13.闇の使い手
家の前まで来る頃には雨は止んでいた。
門の前に誰かがいて、よく見ればそれは六歳年下の弟・林太郎だった。
九歳の林太郎なのだけれど、発育がよくて背が高く、一見中学生くらいにも見えなくはない。
「ようやく帰ったか、我が姉よ」
「ただいま、林太郎。どうして外で待ってたの?」
「空の慟哭が止んだからな。黒き稲妻を手に入れるため、緑の森へ向かうところだったのだ」
もったいぶった言い方で、林太郎が口にする。
「雨が止んだから、ミドリモリスーパーで駄菓子を買いに行くつもりだったわけね」
翻訳した私に、そのとおりだと林太郎が頷く。
林太郎は最近、妙なアニメにはまっていた。
中高生に大人気のアニメで、難解な言葉や設定がたくさんちりばめられたヤツだ。
それの影響を、林太郎はもろに受けていた。
「今日は異世界から迷い込みし、闇の使い手を家に招いたのか。ふむ、歓迎しよう」
「ただの外国人のクラスメイトだからね? ほんと、変なこと言わないの。ただ送ってくれただけだから」
林太郎はオウガに対して、興味津々といった感じだった。
私はオウガのことを、林太郎に色々と話していた。
異国からきた外国人だということ。
常識をあまり知らなくて、魔法がどうのとかよく言うこと。
それが、どうやら林太郎の琴線に触れたらしい。
林太郎はオウガが別の世界から来た魔法使いだと、そんなことを言いだしていた。
「ごめんね、オウガ。うちの弟が……」
「……なぜ、オレが闇属性の魔法を使えるとわかったんだ」
林太郎のことを謝ろうとすれば、オウガが眉間に皺を寄せてそんなことを言う。
「そんなの簡単なことだろう。
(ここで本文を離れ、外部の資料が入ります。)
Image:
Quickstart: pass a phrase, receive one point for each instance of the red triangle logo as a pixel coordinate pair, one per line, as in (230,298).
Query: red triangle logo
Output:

俺もまた、魔法使いだからだ」
「この世界に……魔法はなかったんじゃないのか?」
くくっと格好を付けて笑う林太郎に、オウガが驚きの声を上げる。
意外にもオウガはノリがいい。
「存在しないことになっているだけだ。魔力の元が大気中にあることくらい、お前にもわかるだろう。ただ、この世界の者達が魔力回路を持たず、操る手段を持たないだけだ」
「お前は……何者なんだ」
アニメキャラのセリフを吐く林太郎に対して、オウガの演技は真に迫っている。
林太郎はとても生き生きとしていて、その目は輝いていた。
「我の真の名は燐世。異世界・地獄よりやってきた闇の使者だ。林太郎という少年の体を借り、この世界に顕現している」
ふっと笑みを浮かべ、林太郎が芝居がかった動作で家の門を開ける。
「我が屋敷へ入るがいい。お互いに、聞きたいことがやまほどあるだろう?」
「……わかった」
林太郎の招きに応じて、オウガが頷く。
やったというように、林太郎の鼻の頭が膨らんだ。
「オウガ、別に林太郎に付き合わなくてもいいんだよ?」
「口出ししないでもらおうか。この世界の者には、理解のできないことだ……って、痛い痛いよ姉ちゃん!」
オウガに言えば、林太郎が生意気なことを言ってきたので、こめかみをぐりぐりと拳で押してやる。
「お邪魔するぞ」
考え込むような顔を見せながら、オウガが玄関で靴を脱ぐ。
そして、そのまま林太郎の部屋へと入っていってしまった。